“‘For I was hungry and you gave me food, I was thirsty and you gave me drink, I was a stranger and you welcomed me, I was naked and you clothed me, I was sick and you visited me, I was in prison and you came to me.’ Then the righteous will answer him, saying, ‘Lord, when did we see you hungry and feed you, or thirsty and give you drink? And when did we see you a stranger and welcome you, or naked and clothe you? And when did we see you sick or in prison and visit you?’ And the King will answer them, ‘Truly, I say to you, as you did it to one of the least of these my brothers, you did it to me.’” Matthew 25:35-40, ESV
With cool air blowing on my face, comfortable cloth seats relieving each muscle, and soft music filling my ears, I drive to work. There may be stresses outside the car, but inside there’s peace, relief, and comfort. Though there’s only glass separating me from the rest of the world, I’m completely unaware of what’s experienced outside.

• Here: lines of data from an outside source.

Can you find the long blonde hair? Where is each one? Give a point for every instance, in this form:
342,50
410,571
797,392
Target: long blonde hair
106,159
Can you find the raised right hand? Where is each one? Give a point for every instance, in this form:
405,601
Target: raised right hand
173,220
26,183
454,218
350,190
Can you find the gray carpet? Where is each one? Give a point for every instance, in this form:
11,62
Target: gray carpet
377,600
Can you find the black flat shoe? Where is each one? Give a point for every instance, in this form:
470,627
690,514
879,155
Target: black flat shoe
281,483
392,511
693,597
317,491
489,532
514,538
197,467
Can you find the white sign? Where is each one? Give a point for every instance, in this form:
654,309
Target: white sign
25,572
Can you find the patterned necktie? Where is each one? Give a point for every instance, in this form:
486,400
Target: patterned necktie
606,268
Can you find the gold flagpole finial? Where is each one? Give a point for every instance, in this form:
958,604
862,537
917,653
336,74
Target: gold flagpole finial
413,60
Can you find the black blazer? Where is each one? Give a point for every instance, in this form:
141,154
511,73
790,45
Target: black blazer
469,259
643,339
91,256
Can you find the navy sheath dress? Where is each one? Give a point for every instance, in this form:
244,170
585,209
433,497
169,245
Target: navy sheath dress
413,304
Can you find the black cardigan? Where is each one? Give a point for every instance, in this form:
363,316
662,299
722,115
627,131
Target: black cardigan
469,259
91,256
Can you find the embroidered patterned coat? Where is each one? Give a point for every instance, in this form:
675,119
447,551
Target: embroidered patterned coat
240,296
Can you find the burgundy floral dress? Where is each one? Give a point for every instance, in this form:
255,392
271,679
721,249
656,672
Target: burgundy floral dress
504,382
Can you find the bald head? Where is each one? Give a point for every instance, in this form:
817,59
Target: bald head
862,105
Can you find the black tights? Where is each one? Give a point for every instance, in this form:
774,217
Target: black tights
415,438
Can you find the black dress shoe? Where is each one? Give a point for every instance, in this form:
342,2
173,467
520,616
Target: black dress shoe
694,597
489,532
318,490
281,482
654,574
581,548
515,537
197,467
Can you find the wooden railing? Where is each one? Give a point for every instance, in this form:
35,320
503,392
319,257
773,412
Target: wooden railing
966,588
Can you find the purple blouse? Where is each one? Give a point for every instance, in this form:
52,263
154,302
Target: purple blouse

When I
open my eyes to the world outside the car, I see a mom walking along the road with her three kids as I exit the seminary. I see someone’s dad or brother living under the interstate as I cross the train tracks. I
see a foundation where someone’s home of 30 years used to stand. I see someone’s son playing football in an overgrown field as I drive through a school zone. I see someone’s granddaughter walking out of preschool with her glittery masterpiece proudly in hand as I pull in the parking lot. I see a co-worker getting off her rusty bicycle and wiping her forehead as I turn off my car. I see Jesus.
In the Big Easy, things are slow. Locals talk slow, walk slow, and eat slow. They’re always willing to just sit and listen to music (preferably jazz) or sit and have a meal (preferably red beans and rice). They know how to stop and appreciate blessings. It amazes me that when I focus on my own environment—as easy as it may be—I often see the flaws. Instead of enjoying air conditioning, I moan that it’s not working fast enough. Instead of relaxing in the comfort of my vehicle, I long to sit at home. Instead of listening to the music around me, I tune it out. Yet, when I look past myself, I see blessings. I see Jesus.